Required courses: In addition to the two courses that are required for all Ph.D. students in the department—Method and Theory I & II—all students must take two additional courses. These can be selected from the following three courses, although students are encouraged to consider taking all three of them. REL 6319 Interpreting Asian Religions; REL 5937 Hindu Traditions; REL 6346 Buddhist Traditions.
Language requirement: All students are required to demonstrate adequate mastery of at least one Asian language—which can be either a classical or a modern language—selected on the basis of its relevance to the student’s area of study. Depending on the student’s research topic, competence in additional classical or modern languages may also be required, as determined in consultation with the faculty supervisory committee. Generally, students are encouraged to undertake additional language study beyond the basic requirement, which can involve the study of a second Asian language or of a relevant European language.
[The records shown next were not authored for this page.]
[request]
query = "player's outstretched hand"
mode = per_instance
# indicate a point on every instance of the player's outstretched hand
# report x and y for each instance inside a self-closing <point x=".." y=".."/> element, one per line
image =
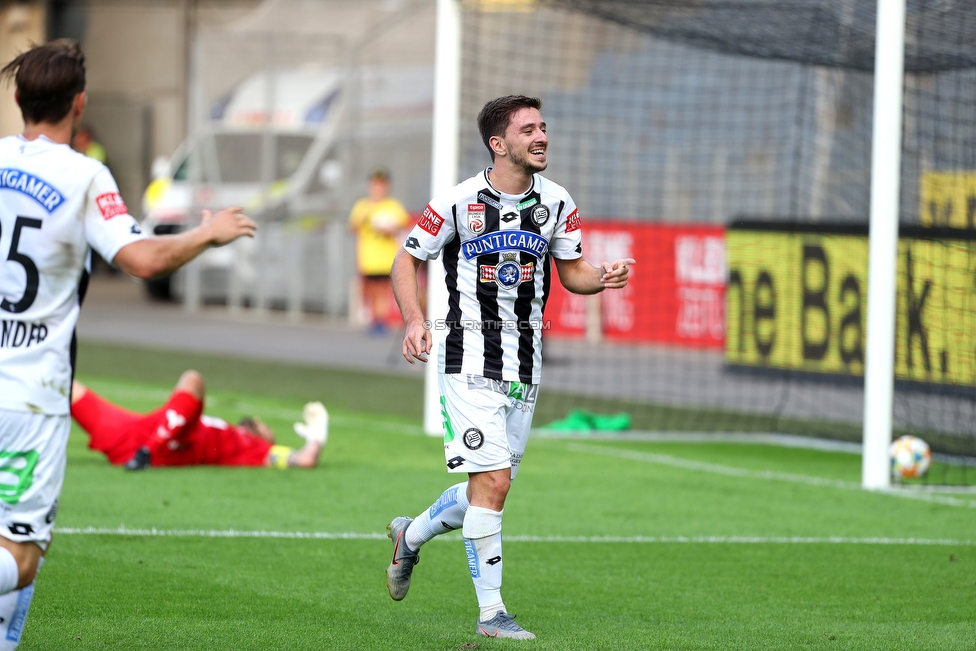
<point x="615" y="274"/>
<point x="227" y="225"/>
<point x="417" y="341"/>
Qualifying examinations: 1) Primary religious tradition. (Possible choices include, but are not limited to: Hinduism, Buddhism, Islam, Jainism, Sikhism, and Daoism); 2) Secondary religious tradition. Students have the option of limiting the scope of the examination in terms of a specific geographical area, such as South or East Asia; 3) Approaches to the academic study of Asian religions. This exam will usually be based on the Interpreting Asian Religions course, but it can alternatively consist of (1) an examination offered by one of the other tracks in the department, or (2) an examination in a relevant subfield in another discipline (such as history, women’s studies, or anthropology); 4) Student’s area of specialization; 5) Oral examination, to be taken upon successful completion of all written qualifying exams.